A Practical dbt Testing Strategy

·463 words·3 mins
Author
Albin Cikaj
Building data pipelines and writing about what I learn along the way.

Most data teams know they should be testing their dbt models. Fewer have a clear strategy for what to test, where to add tests, and how to avoid a false sense of security from tests that don’t catch real problems.

This is what I’ve landed on after a few iterations.


The Problem with “Just Add Tests”
#

Adding not_null and unique tests to every column feels thorough. It isn’t. These tests catch structural problems but miss business logic errors — the kind where the data is technically valid but numerically wrong.

The goal of a testing strategy isn’t maximum coverage.
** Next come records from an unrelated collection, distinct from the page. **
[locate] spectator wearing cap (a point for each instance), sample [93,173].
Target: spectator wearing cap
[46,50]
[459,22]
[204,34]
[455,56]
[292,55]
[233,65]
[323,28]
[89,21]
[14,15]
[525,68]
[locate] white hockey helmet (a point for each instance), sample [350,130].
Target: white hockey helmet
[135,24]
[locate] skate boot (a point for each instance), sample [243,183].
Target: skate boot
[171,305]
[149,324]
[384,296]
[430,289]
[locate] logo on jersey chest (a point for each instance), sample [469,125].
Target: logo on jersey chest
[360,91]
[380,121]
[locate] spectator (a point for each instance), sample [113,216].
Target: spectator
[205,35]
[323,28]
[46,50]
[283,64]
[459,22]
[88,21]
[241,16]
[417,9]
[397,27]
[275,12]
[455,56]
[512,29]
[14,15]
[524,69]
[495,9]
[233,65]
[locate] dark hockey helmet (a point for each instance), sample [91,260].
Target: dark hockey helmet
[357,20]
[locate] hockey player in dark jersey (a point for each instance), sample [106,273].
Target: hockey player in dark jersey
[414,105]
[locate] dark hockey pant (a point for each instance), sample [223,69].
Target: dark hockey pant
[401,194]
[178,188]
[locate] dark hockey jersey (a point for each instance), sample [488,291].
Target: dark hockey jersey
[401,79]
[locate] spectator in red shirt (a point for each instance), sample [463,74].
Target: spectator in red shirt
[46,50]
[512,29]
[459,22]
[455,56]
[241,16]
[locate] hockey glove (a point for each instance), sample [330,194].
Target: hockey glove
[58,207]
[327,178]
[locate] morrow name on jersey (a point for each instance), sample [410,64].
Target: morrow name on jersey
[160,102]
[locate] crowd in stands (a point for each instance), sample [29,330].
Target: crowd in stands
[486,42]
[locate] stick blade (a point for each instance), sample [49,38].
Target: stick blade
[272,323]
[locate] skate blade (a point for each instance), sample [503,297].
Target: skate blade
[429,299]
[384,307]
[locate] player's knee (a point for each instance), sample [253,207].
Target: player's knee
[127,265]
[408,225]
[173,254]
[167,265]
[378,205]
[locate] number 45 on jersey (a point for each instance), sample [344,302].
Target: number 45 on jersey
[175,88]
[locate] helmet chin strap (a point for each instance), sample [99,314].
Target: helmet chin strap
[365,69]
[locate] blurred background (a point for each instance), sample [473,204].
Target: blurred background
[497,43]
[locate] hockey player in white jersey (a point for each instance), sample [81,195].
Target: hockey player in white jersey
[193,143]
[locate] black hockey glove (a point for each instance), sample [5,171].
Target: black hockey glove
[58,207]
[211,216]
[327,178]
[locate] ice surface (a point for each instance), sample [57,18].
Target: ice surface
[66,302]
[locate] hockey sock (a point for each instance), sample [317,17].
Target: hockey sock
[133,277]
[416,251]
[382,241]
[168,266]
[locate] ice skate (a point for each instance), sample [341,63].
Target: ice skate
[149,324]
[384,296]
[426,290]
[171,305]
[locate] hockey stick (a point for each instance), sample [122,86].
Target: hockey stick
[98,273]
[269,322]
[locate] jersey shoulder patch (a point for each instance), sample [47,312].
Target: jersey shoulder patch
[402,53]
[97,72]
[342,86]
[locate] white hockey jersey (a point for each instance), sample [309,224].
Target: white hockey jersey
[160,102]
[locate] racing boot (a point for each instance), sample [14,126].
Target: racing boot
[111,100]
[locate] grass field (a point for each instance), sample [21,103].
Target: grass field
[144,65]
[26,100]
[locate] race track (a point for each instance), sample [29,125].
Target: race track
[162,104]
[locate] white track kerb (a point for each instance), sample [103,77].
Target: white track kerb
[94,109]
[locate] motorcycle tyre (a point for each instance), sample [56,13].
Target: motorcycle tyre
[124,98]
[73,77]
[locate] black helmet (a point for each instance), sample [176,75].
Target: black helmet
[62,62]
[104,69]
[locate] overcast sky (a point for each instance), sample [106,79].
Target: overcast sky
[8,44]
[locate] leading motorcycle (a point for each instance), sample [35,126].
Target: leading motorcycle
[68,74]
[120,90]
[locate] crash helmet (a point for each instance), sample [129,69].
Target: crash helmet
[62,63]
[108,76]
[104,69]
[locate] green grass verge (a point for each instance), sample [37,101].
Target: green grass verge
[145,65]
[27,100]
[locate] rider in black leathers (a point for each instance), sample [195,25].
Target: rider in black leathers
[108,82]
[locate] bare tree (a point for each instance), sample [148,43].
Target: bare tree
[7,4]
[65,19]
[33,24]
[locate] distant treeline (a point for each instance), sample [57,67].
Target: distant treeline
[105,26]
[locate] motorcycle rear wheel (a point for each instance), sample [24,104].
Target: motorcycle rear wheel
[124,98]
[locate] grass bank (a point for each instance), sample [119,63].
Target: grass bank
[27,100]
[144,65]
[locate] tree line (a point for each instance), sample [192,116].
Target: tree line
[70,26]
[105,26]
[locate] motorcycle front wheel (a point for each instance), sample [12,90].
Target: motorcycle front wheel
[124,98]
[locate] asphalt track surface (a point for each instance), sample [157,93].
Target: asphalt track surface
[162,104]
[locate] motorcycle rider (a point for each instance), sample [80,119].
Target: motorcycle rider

It’s catching the failures that would actually hurt someone.


Layer-by-Layer Testing
#

Staging models — test the raw data you don’t control:

  • not_null on required fields
  • accepted_values on status/type enums
  • unique on natural keys you’re treating as unique

These tests catch upstream schema changes early, before they propagate into marts.

Intermediate models — test join logic:

  • Row count assertions (joining A to B should never multiply rows unless expected)
  • relationships tests across foreign keys
  • Custom tests for business rules that aren’t obvious from column names alone

Mart models — test business correctness:

  • Metric bounds (revenue shouldn’t be negative, conversion rate shouldn’t exceed 100%)
  • Reconciliation against known totals when available
  • Freshness assertions via dbt source freshness

Custom Tests Worth Having
#

The built-in generic tests (not_null, unique, accepted_values, relationships) cover a lot. A few custom macros I’ve found useful:

Row count comparison between runs — catch unexpected drops in data volume. Date range validation — events should fall within a plausible window. Metric reconciliation — compare a rolled-up mart total against a source system total.


What Not to Test
#

  • Don’t test transformations that dbt itself guarantees (e.g., a coalesce works how it says it does)
  • Don’t duplicate tests across layers — if staging validates an enum, intermediate doesn’t need to re-validate it
  • Don’t add severity: error on tests you’d actually want to warn about. Use warn for informational tests, error for blocking ones

Making Tests Useful in Practice
#

Tests are only useful if they run. Set up CI to run dbt test on every PR. Set up alerting on production run failures.

Also: when a test fails, the fix should be obvious. If you have to investigate what the test means before you can fix it, the test isn’t well-named or well-documented. Add a description.


The Honest Limitation
#

dbt tests are great at catching structural and invariant violations. They’re weak at catching subtle logic errors — a miscalculated metric that’s off by 3% will pass every structural test. For that, you need either reconciliation against a source of truth or a human who knows what the numbers should look like.

Tests are a layer of defense, not a proof of correctness.